I don't know what your Pie Floaters are like Harry, but I really dig your style.
There's nothing I love more, photographically speaking, than a good portrait. When I talk to someone in the same spot for long enough I will invariably consider how they might look on film in that moment. Sometimes the answer is like shit, but sometimes if I have my camera on me I decide that a shot is definitely warranted. When James and a few others were in conversation over dinner in early 2009 I noticed how lovely the seat backing was, and snapped with the hope of capturing that and his beautiful smile. When photographing people - particularly when you're only prepared to chance one shot on them - it is hit and miss as to whether the result will be any good. I think this one was a hit.
This is not necessarily a miss, but I do regret the (lack of) focus and the break in the wallpaper to the left. What is visible of the wallpaper looks great, though, and I think it's a lovely shot of Madeleine. The fact that it was taken on her seventeenth birthday makes it even more momentous.
I suppose the notion of a busy background in a portrait seems like it might detract from the subject, which I have no doubt is a common occurrence. Perhaps the reason I don't find that in these shots is because they are black and white, so the backgrounds are only as busy as their patterns, rather than colours. (The graffiti shot of Laird is another great people vs wall shot - in this case the background actually complements the portrait as it's one of Laird's favourite, and most frequented, alleys in Melbourne.)

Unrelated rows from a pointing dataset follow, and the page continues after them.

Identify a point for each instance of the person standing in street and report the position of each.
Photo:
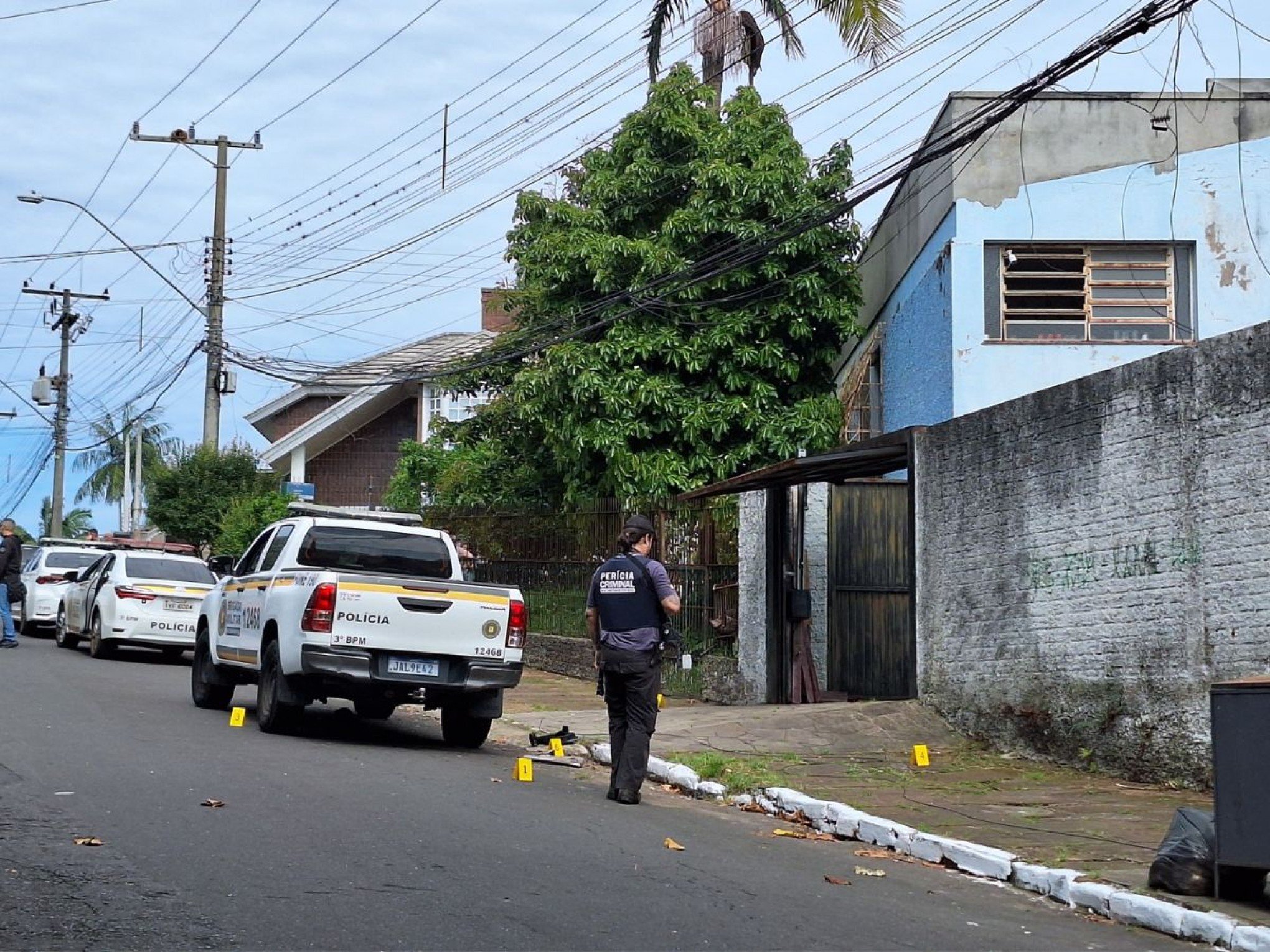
(11, 578)
(629, 599)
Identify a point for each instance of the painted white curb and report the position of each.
(1065, 886)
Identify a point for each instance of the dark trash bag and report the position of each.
(1184, 862)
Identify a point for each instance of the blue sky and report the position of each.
(530, 84)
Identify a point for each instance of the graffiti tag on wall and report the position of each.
(1070, 572)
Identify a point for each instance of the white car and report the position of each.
(44, 576)
(146, 598)
(365, 606)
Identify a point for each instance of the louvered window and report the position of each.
(1089, 294)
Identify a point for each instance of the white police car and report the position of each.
(130, 597)
(44, 576)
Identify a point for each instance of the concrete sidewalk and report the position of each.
(859, 754)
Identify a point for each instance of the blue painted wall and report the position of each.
(1124, 203)
(917, 339)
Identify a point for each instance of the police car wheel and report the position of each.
(463, 730)
(271, 715)
(209, 696)
(61, 635)
(97, 645)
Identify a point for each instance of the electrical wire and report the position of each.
(52, 9)
(354, 67)
(270, 62)
(971, 128)
(1239, 146)
(197, 65)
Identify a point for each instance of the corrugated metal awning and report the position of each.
(855, 461)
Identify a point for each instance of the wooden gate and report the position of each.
(873, 645)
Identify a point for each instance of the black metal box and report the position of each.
(1241, 785)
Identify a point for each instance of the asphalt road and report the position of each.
(377, 837)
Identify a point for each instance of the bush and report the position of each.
(247, 518)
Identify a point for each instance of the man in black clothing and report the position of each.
(629, 599)
(11, 578)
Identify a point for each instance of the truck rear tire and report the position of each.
(272, 715)
(206, 693)
(461, 729)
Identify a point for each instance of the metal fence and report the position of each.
(553, 555)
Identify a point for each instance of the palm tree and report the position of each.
(105, 464)
(75, 523)
(728, 40)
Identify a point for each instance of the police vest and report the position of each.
(625, 595)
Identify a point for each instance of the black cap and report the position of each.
(641, 523)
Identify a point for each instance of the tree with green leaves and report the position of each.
(75, 523)
(710, 377)
(247, 518)
(105, 464)
(189, 498)
(729, 39)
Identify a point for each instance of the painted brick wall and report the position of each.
(1093, 556)
(357, 470)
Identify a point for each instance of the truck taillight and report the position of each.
(321, 611)
(517, 625)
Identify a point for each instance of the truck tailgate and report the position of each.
(436, 618)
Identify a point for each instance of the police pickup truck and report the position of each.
(364, 606)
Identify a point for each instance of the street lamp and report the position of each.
(34, 198)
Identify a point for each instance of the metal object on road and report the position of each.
(564, 735)
(1241, 776)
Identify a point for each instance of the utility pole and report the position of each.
(126, 495)
(65, 324)
(136, 488)
(216, 274)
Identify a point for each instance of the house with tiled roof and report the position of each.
(341, 431)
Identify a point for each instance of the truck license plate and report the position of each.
(413, 665)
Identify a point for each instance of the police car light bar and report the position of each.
(333, 512)
(78, 543)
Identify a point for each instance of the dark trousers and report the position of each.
(631, 679)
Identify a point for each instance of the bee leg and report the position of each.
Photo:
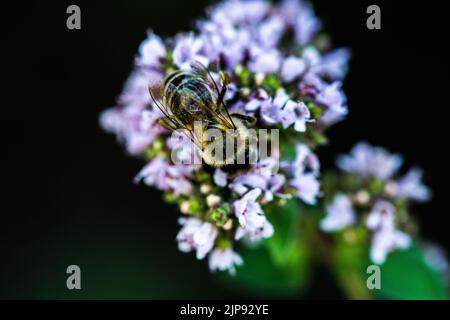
(224, 79)
(166, 124)
(251, 121)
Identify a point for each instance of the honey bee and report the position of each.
(191, 100)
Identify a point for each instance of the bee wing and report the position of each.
(156, 93)
(221, 115)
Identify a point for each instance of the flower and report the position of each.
(263, 177)
(307, 187)
(189, 48)
(340, 214)
(196, 235)
(249, 212)
(292, 68)
(151, 51)
(365, 160)
(385, 241)
(224, 260)
(263, 232)
(285, 111)
(161, 174)
(278, 76)
(333, 97)
(382, 216)
(264, 61)
(296, 114)
(386, 237)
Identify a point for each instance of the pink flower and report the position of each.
(196, 235)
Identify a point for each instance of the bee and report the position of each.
(191, 100)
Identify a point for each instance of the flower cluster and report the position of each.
(375, 198)
(284, 74)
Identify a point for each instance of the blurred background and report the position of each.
(68, 196)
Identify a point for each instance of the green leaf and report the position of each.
(260, 277)
(284, 246)
(406, 275)
(350, 265)
(280, 266)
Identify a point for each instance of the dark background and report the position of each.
(68, 196)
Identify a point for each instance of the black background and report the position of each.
(67, 193)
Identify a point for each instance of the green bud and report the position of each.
(224, 243)
(220, 215)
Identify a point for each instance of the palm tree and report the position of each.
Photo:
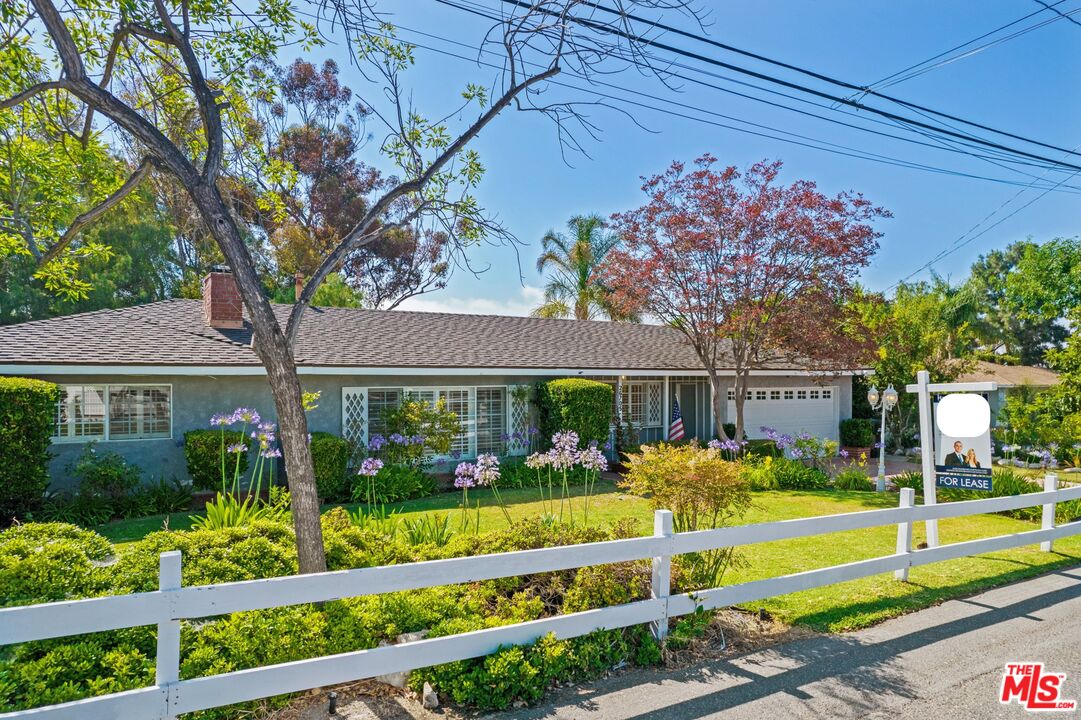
(573, 288)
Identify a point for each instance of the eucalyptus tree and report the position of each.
(187, 121)
(573, 287)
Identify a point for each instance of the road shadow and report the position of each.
(864, 671)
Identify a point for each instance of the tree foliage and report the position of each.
(748, 269)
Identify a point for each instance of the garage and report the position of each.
(789, 410)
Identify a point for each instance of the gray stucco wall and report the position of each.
(197, 398)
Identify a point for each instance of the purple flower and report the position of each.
(537, 461)
(592, 460)
(488, 469)
(465, 476)
(370, 467)
(245, 415)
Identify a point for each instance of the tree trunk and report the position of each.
(270, 345)
(718, 400)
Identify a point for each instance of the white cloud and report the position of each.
(526, 298)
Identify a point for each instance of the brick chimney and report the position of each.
(222, 305)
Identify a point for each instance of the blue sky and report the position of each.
(1026, 84)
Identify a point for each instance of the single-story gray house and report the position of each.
(135, 380)
(1010, 380)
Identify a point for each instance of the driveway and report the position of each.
(937, 664)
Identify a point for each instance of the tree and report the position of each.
(917, 329)
(1004, 334)
(746, 268)
(187, 120)
(573, 287)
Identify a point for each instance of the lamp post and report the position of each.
(886, 401)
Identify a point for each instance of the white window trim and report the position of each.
(106, 422)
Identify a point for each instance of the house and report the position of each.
(1010, 378)
(135, 380)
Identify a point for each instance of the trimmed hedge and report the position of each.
(27, 414)
(857, 432)
(578, 404)
(330, 454)
(202, 450)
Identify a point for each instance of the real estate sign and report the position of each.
(963, 448)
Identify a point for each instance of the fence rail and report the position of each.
(172, 603)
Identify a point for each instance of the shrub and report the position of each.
(27, 416)
(701, 488)
(852, 479)
(857, 432)
(330, 454)
(50, 561)
(202, 450)
(578, 404)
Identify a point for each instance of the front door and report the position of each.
(688, 407)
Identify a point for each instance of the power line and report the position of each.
(761, 76)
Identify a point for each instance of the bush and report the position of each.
(27, 416)
(857, 432)
(394, 483)
(330, 454)
(578, 404)
(202, 450)
(852, 479)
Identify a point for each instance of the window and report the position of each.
(642, 404)
(491, 418)
(114, 412)
(139, 411)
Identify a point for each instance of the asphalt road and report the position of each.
(945, 663)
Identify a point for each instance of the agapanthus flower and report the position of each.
(537, 461)
(488, 469)
(245, 415)
(592, 460)
(370, 466)
(465, 476)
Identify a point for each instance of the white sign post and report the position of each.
(924, 388)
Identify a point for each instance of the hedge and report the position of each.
(330, 454)
(202, 450)
(578, 404)
(857, 432)
(27, 416)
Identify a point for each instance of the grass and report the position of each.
(836, 608)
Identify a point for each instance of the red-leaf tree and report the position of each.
(748, 269)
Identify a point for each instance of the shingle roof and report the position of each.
(174, 333)
(1010, 375)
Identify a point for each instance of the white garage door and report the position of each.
(789, 410)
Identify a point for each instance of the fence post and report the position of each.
(1050, 482)
(905, 532)
(662, 571)
(168, 666)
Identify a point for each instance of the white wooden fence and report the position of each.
(172, 603)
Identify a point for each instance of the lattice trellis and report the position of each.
(355, 414)
(653, 404)
(519, 416)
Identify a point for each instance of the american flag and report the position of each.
(676, 429)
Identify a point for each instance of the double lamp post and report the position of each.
(886, 400)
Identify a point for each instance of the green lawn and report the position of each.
(836, 608)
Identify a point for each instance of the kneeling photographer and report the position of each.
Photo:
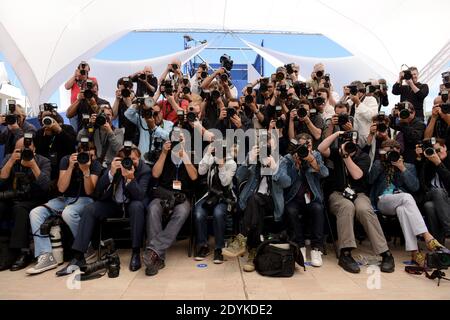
(120, 189)
(348, 190)
(171, 201)
(433, 166)
(78, 177)
(24, 181)
(393, 181)
(220, 167)
(108, 140)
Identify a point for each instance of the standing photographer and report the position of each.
(121, 189)
(13, 126)
(108, 140)
(220, 169)
(24, 181)
(434, 175)
(78, 177)
(175, 173)
(348, 189)
(414, 91)
(393, 181)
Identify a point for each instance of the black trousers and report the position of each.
(258, 206)
(95, 212)
(15, 218)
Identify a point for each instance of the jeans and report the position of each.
(437, 211)
(71, 215)
(315, 211)
(201, 223)
(404, 206)
(160, 240)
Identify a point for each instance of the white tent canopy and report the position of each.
(44, 40)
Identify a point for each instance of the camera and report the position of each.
(226, 62)
(407, 75)
(127, 162)
(110, 261)
(27, 153)
(83, 156)
(348, 138)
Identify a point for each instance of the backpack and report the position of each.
(277, 258)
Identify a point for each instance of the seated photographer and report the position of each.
(54, 140)
(393, 181)
(124, 99)
(409, 129)
(147, 116)
(24, 181)
(304, 119)
(87, 102)
(261, 196)
(146, 82)
(348, 189)
(13, 126)
(438, 123)
(414, 91)
(301, 170)
(175, 173)
(379, 132)
(433, 166)
(108, 140)
(220, 168)
(120, 189)
(78, 177)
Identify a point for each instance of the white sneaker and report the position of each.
(303, 250)
(316, 258)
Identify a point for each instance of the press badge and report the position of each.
(176, 185)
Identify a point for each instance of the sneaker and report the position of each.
(303, 251)
(152, 262)
(202, 253)
(347, 262)
(249, 266)
(45, 262)
(218, 257)
(236, 247)
(316, 258)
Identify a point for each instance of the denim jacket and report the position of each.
(406, 181)
(288, 176)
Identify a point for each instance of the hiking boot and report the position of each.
(236, 247)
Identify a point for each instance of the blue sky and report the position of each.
(140, 45)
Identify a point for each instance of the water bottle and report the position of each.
(57, 249)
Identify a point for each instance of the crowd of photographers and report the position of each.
(308, 151)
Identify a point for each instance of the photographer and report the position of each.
(108, 140)
(122, 188)
(87, 102)
(124, 97)
(147, 83)
(304, 119)
(54, 140)
(148, 118)
(301, 171)
(220, 168)
(434, 175)
(414, 91)
(13, 126)
(24, 181)
(78, 177)
(409, 129)
(261, 196)
(393, 181)
(348, 189)
(175, 173)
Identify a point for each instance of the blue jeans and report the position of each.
(70, 213)
(219, 224)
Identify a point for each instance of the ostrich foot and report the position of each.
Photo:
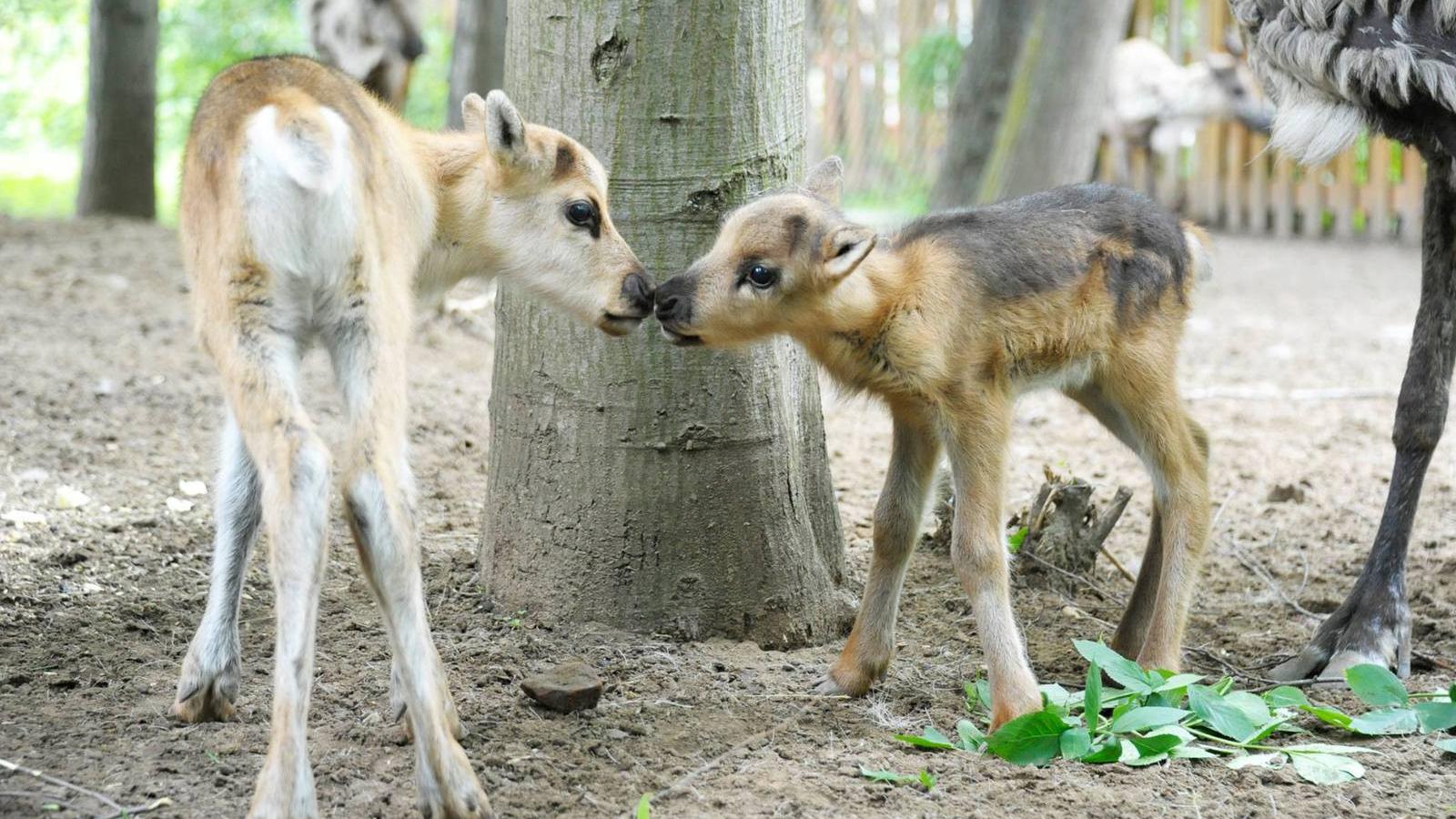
(1373, 629)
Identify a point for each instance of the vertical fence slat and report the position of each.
(1235, 213)
(1343, 196)
(1227, 179)
(1259, 186)
(1412, 184)
(1283, 197)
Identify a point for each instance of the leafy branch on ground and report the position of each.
(1158, 716)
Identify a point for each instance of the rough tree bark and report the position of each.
(478, 62)
(118, 149)
(632, 482)
(1026, 106)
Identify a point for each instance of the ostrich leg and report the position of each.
(1373, 624)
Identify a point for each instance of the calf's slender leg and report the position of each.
(208, 681)
(897, 522)
(976, 442)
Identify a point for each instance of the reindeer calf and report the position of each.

I have only made one attempt at these shots in colour, and I love it - but I don't think it's necessarily successful as a portrait. The combination of the surreal colour and the black-as-night sunglasses dehumanises it, so while the image is aesthetically pleasing, it doesn't reveal much about the subject.
I was immediately disappointed with taka's eyes being closed when I got this back, following my logic that eyes are a crucial element of a good portrait. Then I looked at it a bit more, and within a few hours I was in love with this image. The photo collage makes for a fabulously unusual background, and the bright flash around his head combined with the vignetting around the trim gives the shot a great sense of depth. It's hard to put my finger on the reason I grew to appreciate the closed eyes - perhaps because it doesn't necessarily look like it's a blink (though it was), so there are an infinite number of conclusions that can be drawn. Is he deep in thought? Is he rejecting the photographer's request to take his picture? Is he upset? Or resting? Or listening to something? What? It seems that closed eyes can prompt as many questions as open eyes.
Analysis aside, another reason this is a treasured image is because it captures a common weekend occurrence: 2am, Brunswick Street, pizza slices. Taka is drunk and sleepy, and he happens to be standing in front of a great looking wall. And maybe it's as simple as that.